Gaga1960 napisał(a):
Wyczytałam na jednej mądrej stronie fascynata gymnocalicjami,że jak jest 8 żeber to mihanovichii a jak więcej to friedrichii i teraz
zgłupiałam ,bo to co pokazujesz przeczy temu.
Nie jest to niestety tak proste i oczywiste. Na dowód daję porównanie tych gatunków.
Tekst pochodzi z książki
Pilbeam Gymnocalycium A Collectore Guide. Wklejam oryginalny angielski aby czegoś nie pokręcić.
Gymnocalycium friedrichii (Werdermann) Pazout
Stems of the type are about 6 to 8 cm in diameter, flat-globular to globular, later becoming taller than broad, to as much as 12 cm tall or more, eventually clustering from around the base in cultivation. Ribs are comparatively more prominent and sharper than in G. mihanovichii. Spines number 6 to 8, to 20 mm long, bristle-like, brown at first, later grey. Flowers are a dull greenish-white.
Reported from Bolivia, Laguna Redonda, and by Lau from Bolivia, north of Charagua; see also reported habitat for varieties below.

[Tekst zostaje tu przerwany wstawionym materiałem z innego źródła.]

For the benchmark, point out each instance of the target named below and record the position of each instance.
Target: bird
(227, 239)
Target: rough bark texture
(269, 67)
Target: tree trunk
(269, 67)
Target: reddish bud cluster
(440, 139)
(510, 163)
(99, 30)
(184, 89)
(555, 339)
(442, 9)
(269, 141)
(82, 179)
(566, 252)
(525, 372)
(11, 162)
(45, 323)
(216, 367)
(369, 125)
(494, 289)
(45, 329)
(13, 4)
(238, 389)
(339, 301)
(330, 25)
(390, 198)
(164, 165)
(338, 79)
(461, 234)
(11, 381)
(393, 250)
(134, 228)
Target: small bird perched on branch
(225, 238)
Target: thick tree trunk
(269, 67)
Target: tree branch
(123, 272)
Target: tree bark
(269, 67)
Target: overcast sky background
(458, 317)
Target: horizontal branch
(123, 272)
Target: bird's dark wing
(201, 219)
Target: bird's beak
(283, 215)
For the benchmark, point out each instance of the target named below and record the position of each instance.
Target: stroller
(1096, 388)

Collectors? numbers referred here are Lau 373; HU 311, 312, 313, 314.
Pokazane na tej fotce
Gymnocalycium friedrichii var. melocactiformis Pazout
This is a popular variety, not least for its lovely pink flowers, but it lives under the stigma of suspicion of hybrid origin. There seems to no real basis for this, and it comes true from seed and sets seed well in cultivation, which tends to speak against its being so. It has some banding, and grows to 10 cm or more wide, with 8 to 12 ribs. Areoles have creamy-white wool. Spines are all radial, usually about 5 in number, standing out, longer in relation to the body size than other varieties, to 2 cm long, yellowish-brown tipped dark brown. Flowers are slim-tubed, pale pink and slim-petalled.

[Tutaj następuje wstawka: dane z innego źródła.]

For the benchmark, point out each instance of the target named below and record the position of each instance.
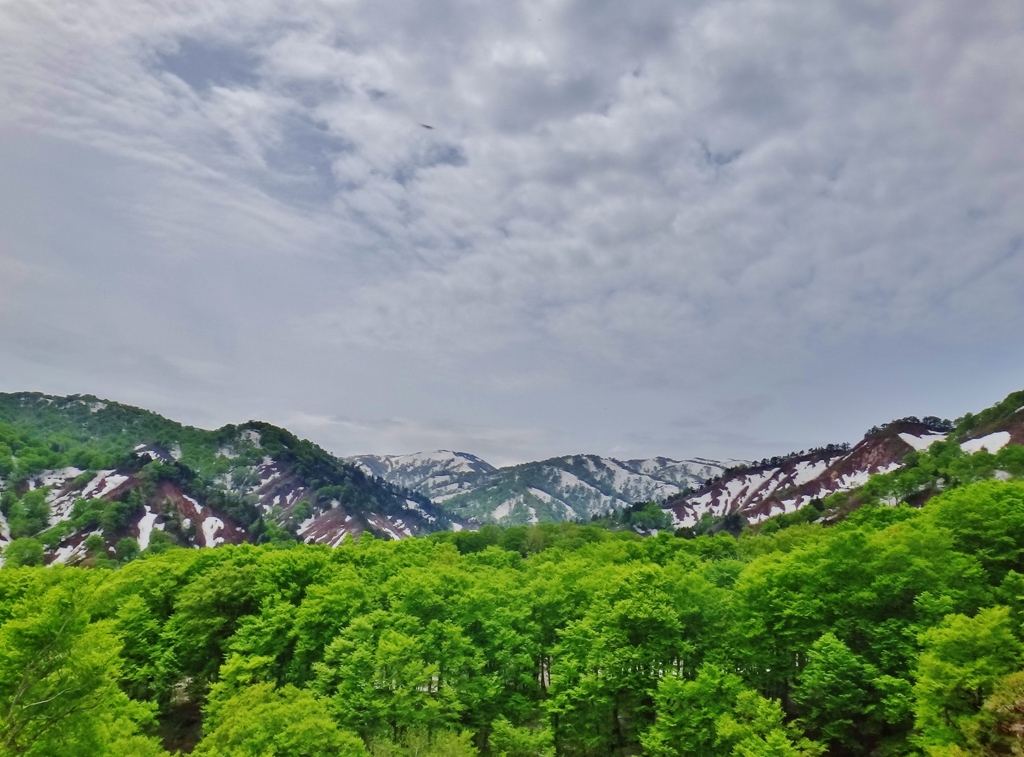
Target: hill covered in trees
(896, 631)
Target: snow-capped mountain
(567, 488)
(202, 489)
(439, 474)
(784, 485)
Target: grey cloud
(202, 65)
(626, 214)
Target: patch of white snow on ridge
(210, 528)
(808, 471)
(924, 442)
(991, 444)
(198, 507)
(104, 482)
(503, 510)
(543, 496)
(859, 478)
(57, 477)
(145, 528)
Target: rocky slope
(784, 485)
(564, 488)
(248, 482)
(439, 474)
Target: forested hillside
(75, 469)
(896, 631)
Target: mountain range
(79, 466)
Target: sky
(728, 228)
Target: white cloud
(650, 205)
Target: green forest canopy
(897, 631)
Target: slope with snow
(573, 487)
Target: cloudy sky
(727, 228)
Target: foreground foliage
(898, 631)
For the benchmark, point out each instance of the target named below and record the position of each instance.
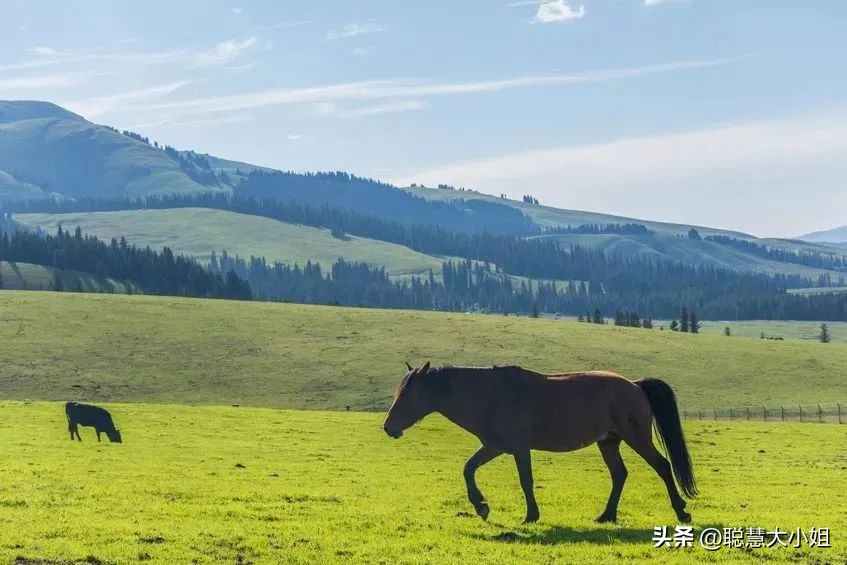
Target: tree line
(143, 270)
(588, 279)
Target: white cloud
(284, 25)
(45, 51)
(770, 178)
(389, 108)
(386, 89)
(224, 52)
(93, 107)
(353, 29)
(221, 54)
(557, 11)
(34, 82)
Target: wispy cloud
(408, 90)
(93, 107)
(353, 29)
(222, 53)
(743, 173)
(557, 11)
(389, 108)
(34, 82)
(284, 25)
(551, 11)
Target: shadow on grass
(598, 535)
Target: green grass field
(199, 231)
(331, 487)
(120, 348)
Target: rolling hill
(835, 236)
(48, 152)
(26, 276)
(44, 146)
(199, 231)
(119, 348)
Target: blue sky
(728, 113)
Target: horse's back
(579, 408)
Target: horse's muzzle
(395, 434)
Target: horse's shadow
(598, 535)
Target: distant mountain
(46, 149)
(49, 152)
(836, 236)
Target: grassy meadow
(120, 348)
(241, 485)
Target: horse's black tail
(669, 431)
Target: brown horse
(514, 410)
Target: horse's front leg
(523, 460)
(482, 456)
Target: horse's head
(412, 401)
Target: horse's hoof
(531, 519)
(482, 510)
(605, 519)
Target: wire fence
(826, 413)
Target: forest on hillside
(553, 278)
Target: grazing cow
(94, 416)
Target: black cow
(88, 415)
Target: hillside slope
(835, 235)
(168, 350)
(199, 231)
(26, 276)
(44, 145)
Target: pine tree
(824, 336)
(598, 317)
(57, 284)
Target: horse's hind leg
(523, 460)
(610, 449)
(642, 443)
(482, 456)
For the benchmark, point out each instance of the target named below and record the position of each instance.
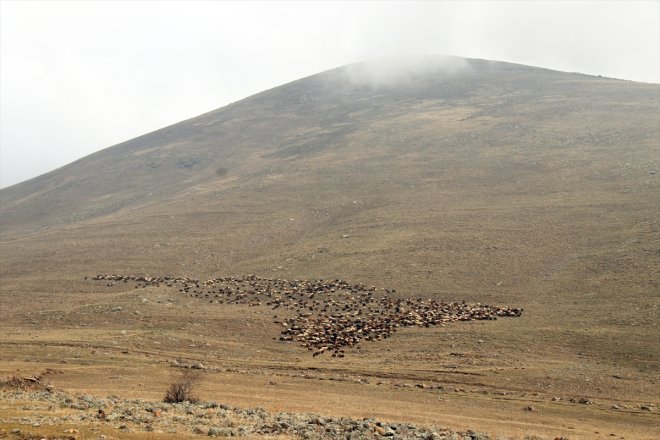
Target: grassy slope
(503, 184)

Gymnocalycium mihanovichii (Fric & Gürke) Britton & Rose
This is one of the most well known and popular species, although confusion reigns between it and G. friedrichii, which has been combined and separated in the past according to differing taxonomic thinking. In broad terms G. mihanovichii is more a green or brownish-green bodied species, with usually quite prominent banding on the ribs, from paler colouring in transverse bands around the stem, while G. friedrichii has much more red colouring in its make-up, and less prominent or no banding as indicated above; flowers of the former are generally green or greenish-yellow or white, the petals not usually reflexing, so that the flower remains cup shaped or campanulate, while those of the latter are usually white or pink, and open wide at the top of the tube, reflexing to a right-angle or more, making a parasol shaped flower. Recent opinion has swung towards regarding G. friedrichii as a separate species, with perhaps closer relationships to G. anisitsii, perhaps intermediate between that species and G. mihanovichii. See therefore under G. friedrichii for this species and its varieties and forms.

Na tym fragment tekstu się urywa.